Poi aggiunge: «Il progetto relativo alla rotatoria che agevolerà l’ingresso al sito è già pronto, va solo attualizzato. Dobbiamo solo redigere la convenzione con Anas per ritrasferire i fondi e quindi procedere alla riqualificazione».

Ma perché scegliere Sibari? «E non ad esempio Tropea, Chianalea…? - ribatte Demma -. Per entrare nella storia di questi luoghi. Sicuramente non per il mare e per il sole, perché sono elementi che condividiamo con il resto delle coste calabresi e italiane. C’è una cultura in sibaritide che altrove non c’è. Scalea o l’antica Laos (Marcellina - Santa Maria del Cedro) sono colonie di Sibari. Lì c’è una storia ma è meno antica della nostra, e poi dipende direttamente da questa. Abbiamo quindi un certo vantaggio. Poi c’è il codex, le grotte di sant’Angelo, il Pollino con le sue falde, la Sila greca, Castiglione di Paludi, il Parco archeologico di Broglio… Tutte queste realtà culturali fanno parte di un unico territorio che, per di più, è fatto anche di tradizioni e di agricoltura».

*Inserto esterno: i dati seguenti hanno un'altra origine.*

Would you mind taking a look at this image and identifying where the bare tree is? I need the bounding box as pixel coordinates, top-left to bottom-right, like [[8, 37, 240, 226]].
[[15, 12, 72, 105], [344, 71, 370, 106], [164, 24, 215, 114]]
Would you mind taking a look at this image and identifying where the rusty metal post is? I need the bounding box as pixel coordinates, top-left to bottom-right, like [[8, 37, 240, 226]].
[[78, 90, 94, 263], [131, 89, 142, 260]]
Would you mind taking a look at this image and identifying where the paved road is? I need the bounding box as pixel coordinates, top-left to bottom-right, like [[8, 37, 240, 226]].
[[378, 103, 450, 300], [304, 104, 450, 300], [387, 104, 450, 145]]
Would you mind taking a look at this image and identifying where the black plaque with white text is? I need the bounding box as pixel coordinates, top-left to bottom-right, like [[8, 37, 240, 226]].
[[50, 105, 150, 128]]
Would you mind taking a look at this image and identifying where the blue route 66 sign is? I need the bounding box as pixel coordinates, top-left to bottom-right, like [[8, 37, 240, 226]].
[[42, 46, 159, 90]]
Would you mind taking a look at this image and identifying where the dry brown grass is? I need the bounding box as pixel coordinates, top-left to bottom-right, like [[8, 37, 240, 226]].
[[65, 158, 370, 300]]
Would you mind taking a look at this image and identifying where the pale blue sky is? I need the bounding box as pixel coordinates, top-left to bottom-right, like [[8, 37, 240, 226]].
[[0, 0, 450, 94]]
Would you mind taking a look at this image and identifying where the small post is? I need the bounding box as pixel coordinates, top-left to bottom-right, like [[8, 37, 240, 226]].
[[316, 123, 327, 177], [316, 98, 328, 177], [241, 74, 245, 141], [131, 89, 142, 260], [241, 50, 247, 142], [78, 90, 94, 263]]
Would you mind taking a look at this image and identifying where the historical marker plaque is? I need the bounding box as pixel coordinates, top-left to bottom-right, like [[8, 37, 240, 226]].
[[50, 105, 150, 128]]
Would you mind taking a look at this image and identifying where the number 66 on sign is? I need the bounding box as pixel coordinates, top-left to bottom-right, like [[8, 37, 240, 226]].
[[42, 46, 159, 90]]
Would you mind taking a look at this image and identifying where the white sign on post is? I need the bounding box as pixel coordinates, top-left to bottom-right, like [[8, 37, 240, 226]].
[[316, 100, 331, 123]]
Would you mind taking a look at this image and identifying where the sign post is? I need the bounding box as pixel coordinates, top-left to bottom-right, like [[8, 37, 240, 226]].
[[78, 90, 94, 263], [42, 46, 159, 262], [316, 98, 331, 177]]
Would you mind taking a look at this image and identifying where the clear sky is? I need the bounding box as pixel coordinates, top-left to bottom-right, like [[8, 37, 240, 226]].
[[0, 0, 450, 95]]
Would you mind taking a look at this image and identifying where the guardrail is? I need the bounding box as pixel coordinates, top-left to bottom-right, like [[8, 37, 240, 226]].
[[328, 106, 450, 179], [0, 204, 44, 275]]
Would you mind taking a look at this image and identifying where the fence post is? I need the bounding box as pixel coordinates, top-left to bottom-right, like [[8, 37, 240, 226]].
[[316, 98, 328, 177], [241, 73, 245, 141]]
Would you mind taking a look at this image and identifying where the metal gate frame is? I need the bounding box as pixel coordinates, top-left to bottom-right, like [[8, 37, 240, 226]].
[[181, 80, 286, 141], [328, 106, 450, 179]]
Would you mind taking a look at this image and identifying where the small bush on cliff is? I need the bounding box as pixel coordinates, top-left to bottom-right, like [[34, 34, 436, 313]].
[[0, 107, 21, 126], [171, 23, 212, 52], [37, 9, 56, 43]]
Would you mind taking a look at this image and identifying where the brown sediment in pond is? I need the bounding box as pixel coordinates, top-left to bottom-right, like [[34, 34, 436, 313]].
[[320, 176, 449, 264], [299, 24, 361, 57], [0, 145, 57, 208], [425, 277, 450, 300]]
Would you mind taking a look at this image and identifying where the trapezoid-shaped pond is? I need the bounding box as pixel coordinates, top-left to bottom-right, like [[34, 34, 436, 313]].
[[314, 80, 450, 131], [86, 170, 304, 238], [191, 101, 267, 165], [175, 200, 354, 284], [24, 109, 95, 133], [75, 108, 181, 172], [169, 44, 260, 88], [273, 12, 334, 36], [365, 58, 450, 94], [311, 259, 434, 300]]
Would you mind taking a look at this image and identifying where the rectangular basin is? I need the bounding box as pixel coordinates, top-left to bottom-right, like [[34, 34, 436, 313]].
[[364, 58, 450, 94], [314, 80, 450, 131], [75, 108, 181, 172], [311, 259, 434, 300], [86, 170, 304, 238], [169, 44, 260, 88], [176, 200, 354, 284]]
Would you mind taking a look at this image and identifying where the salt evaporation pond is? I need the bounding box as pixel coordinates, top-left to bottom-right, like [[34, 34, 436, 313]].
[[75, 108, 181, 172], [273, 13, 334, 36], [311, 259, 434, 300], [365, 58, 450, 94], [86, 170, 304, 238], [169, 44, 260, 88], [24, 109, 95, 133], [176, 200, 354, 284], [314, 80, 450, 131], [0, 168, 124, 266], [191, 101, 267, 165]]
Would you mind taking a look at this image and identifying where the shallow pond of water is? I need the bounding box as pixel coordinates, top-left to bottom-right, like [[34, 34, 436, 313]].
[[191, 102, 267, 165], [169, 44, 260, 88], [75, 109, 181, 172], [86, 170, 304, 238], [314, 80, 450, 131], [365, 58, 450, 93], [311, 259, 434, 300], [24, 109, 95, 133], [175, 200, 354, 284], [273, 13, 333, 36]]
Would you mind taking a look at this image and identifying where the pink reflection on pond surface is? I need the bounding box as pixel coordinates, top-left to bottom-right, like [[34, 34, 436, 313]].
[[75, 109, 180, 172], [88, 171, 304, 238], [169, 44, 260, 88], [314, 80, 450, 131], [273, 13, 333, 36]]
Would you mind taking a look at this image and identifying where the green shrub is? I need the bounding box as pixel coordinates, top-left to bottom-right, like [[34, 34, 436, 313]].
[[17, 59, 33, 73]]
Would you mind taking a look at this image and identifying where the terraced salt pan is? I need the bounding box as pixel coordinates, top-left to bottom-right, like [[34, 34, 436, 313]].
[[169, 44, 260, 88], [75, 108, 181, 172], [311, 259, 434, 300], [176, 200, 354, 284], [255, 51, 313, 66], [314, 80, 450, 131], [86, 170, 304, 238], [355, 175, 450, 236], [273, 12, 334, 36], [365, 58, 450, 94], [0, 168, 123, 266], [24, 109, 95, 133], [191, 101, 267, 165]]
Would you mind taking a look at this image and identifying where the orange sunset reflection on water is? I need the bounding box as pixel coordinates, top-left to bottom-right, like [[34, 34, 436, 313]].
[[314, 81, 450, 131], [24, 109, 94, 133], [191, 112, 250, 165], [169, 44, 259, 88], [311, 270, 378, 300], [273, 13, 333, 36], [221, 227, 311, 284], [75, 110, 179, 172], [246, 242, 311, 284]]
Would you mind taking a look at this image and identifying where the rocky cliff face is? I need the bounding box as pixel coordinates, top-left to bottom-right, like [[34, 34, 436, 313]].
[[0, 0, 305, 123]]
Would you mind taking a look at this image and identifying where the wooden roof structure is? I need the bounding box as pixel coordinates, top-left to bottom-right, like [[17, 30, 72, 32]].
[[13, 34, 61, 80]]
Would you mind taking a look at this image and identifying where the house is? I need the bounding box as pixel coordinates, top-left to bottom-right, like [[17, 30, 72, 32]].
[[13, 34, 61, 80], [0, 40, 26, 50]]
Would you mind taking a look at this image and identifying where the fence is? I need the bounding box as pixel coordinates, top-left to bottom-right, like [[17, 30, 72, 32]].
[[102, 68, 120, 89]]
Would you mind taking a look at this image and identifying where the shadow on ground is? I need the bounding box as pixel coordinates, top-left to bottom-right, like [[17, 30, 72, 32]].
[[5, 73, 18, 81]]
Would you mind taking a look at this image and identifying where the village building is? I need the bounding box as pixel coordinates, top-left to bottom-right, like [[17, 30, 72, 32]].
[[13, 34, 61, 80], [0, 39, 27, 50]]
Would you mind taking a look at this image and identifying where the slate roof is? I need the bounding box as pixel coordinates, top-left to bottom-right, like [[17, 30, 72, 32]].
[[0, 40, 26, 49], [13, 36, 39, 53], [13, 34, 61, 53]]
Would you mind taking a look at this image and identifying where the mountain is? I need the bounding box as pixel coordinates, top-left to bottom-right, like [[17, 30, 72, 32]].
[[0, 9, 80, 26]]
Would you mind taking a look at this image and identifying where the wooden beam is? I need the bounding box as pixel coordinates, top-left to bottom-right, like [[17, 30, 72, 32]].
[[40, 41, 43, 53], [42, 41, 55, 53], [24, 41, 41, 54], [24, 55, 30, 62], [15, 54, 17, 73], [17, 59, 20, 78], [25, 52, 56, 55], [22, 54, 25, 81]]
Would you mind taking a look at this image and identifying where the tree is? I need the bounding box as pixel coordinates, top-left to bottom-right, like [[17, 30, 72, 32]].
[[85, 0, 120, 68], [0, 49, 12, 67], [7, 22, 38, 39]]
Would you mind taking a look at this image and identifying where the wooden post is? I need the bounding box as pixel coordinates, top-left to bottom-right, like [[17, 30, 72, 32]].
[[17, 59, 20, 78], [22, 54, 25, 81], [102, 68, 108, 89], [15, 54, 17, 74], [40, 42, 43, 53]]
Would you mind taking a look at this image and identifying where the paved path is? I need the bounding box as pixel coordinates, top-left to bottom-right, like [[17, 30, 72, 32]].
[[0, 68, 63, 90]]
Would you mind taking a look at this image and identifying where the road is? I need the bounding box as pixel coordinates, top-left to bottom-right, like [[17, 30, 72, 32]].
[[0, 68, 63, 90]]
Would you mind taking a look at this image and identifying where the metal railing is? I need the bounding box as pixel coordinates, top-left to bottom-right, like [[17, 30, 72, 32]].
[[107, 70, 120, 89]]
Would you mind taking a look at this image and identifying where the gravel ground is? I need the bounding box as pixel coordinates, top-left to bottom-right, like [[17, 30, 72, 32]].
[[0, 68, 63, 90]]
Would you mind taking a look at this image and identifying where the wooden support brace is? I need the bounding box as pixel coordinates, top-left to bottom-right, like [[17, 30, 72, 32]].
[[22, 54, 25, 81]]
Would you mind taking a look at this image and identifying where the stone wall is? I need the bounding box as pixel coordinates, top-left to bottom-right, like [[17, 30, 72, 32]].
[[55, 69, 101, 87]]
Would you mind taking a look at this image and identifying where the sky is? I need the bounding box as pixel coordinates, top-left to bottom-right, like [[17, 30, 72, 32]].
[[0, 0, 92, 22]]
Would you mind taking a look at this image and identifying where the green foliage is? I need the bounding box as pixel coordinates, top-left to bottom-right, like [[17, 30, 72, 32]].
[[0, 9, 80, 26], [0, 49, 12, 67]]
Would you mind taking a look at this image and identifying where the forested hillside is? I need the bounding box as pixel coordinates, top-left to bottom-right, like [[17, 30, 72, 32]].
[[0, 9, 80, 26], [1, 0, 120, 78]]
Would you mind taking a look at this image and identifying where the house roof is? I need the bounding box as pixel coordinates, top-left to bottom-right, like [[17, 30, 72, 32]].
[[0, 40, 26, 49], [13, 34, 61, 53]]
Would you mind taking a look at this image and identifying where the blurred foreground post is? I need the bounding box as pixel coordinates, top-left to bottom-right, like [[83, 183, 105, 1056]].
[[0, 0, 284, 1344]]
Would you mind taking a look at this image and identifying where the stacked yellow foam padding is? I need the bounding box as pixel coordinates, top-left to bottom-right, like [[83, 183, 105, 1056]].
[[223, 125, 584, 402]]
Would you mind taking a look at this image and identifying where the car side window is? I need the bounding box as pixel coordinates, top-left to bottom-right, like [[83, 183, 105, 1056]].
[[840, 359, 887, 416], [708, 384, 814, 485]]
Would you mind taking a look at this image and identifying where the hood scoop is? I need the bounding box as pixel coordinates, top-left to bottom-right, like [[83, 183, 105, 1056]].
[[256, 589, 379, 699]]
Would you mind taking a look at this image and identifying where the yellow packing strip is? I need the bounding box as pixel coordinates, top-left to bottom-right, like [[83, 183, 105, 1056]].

Ciò che è venuto fuori è quindi una rete, e questo vuol dire che c’è una consapevolezza delle potenzialità. Consapevolezza che manca agli “autoctoni”.

«Tra gli abitanti di questo territorio ho riscontrato un paradosso – continua e conclude Demma -. C’è chi ha estrema consapevolezza della propria storia ed è ben radicato, e c’è invece chi la ignora completamente, ho incontrato persone totalmente disinformate. Non c’è una via di mezzo e questo mi preoccupa molto. Ci sono oasi molto floride, ma il terreno da dissodare è tanto».

Rita Rizzuti
Autore: Rita Rizzuti

Nata nel 1994, laureata in Scienze Filosofiche, ho studiato Editoria e Marketing Digitale. Amo leggere e tutto ciò che riguarda la parola e il linguaggio. Le profonde questioni umane mi affascinano e mi tormentano. Difendo sempre le mie idee.